The Health Insurance Portability and Accountability Act (HIPAA) is a comprehensive regulatory framework that serves as the operational foundation for data privacy and security in the U.S since 1996. healthcare system. As of 2025, HIPAA’s impact is seen not only in compliance checklists but in the day-to-day practices of hospitals, insurers, telehealth providers, and digital health startups.
What Makes HIPAA Different?
Unlike broad data privacy laws like the GDPR, HIPAA is laser-focused on protected health information (PHI), any data that can identify a patient and relates to their health status, care, or payment. HIPAA compliance is mandatory for over 2.7 million healthcare entities and business associates in the United States, according to the U.S. Department of Health and Human Services (HHS).

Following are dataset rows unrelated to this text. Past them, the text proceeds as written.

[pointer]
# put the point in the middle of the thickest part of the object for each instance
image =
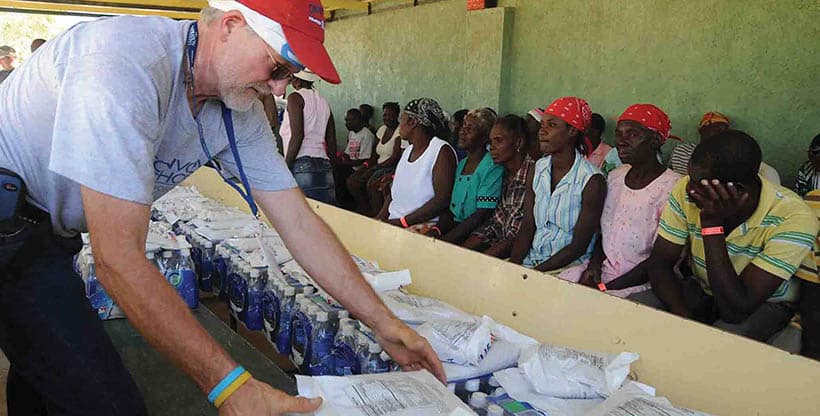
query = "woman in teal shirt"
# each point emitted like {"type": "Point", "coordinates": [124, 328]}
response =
{"type": "Point", "coordinates": [478, 182]}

The Core Rules: Privacy, Security, and Breach Notification
- Privacy Rule: Sets boundaries on how PHI can be used and disclosed. For example, a hospital cannot share a patient’s diagnosis with an employer without explicit consent.
- Security Rule: Requires administrative, physical, and technical safeguards for electronic PHI (ePHI). In 2024, 81% of reported healthcare data breaches involved hacking or IT incidents, underscoring the need for robust cybersecurity.
- Breach Notification Rule: Mandates that organizations report breaches affecting more than 500 individuals to HHS, affected patients, and sometimes the media within 60 days. In 2023, there were over 725 major breaches reported, exposing more than 133 million patient records.
Enforcement: Fines, Audits, and Real-World Impact
HIPAA enforcement is not theoretical. In 2024, HHS issued over $60 million in fines, with the largest single penalty of $16 million, levied against a national insurer for failing to encrypt laptops containing PHI. The Office for Civil Rights (OCR) also conducted over 400 audits, focusing on smaller providers and digital health vendors, not just large hospital systems.
HIPAA in the Age of Telehealth and AI
The COVID-19 pandemic and subsequent telehealth boom forced HIPAA to adapt. Temporary waivers allowed providers to use consumer video platforms, but as of 2025, permanent guidance requires all telehealth tools to be fully HIPAA-compliant. This includes end-to-end encryption, secure logins, and audit trails.
AI and machine learning in healthcare have introduced new risks. HIPAA now requires risk assessments for AI algorithms that process PHI, and organizations must document how data is anonymized or de-identified before use in research or analytics.
Common Compliance Pitfalls
- Insufficient Employee Training: In 2024, 43% of breaches were traced to human error or phishing attacks.
- Third-Party Risks: Business associates (e.g., cloud providers, billing firms) accounted for 27% of major breaches.
Legacy Systems: Outdated software remains a top vulnerability, with 61% of breached organizations reporting unsupported operating systems.
Best Practices for 2025
- Implement multi-factor authentication for all systems accessing PHI.
- Encrypt PHI at rest and in transit.
- Conduct annual risk assessments and update incident response plans.
- Vet all vendors for HIPAA compliance and sign Business Associate Agreements (BAAs).
- Regularly train staff on phishing, social engineering, and secure data handling.
The Future of HIPAA
Congress and HHS are considering updates to address interoperability, patient access, and the integration of health apps. The HIPAA Safe Harbor Law (2021) already incentivizes organizations to adopt recognized cybersecurity practices by reducing penalties in the event of a breach.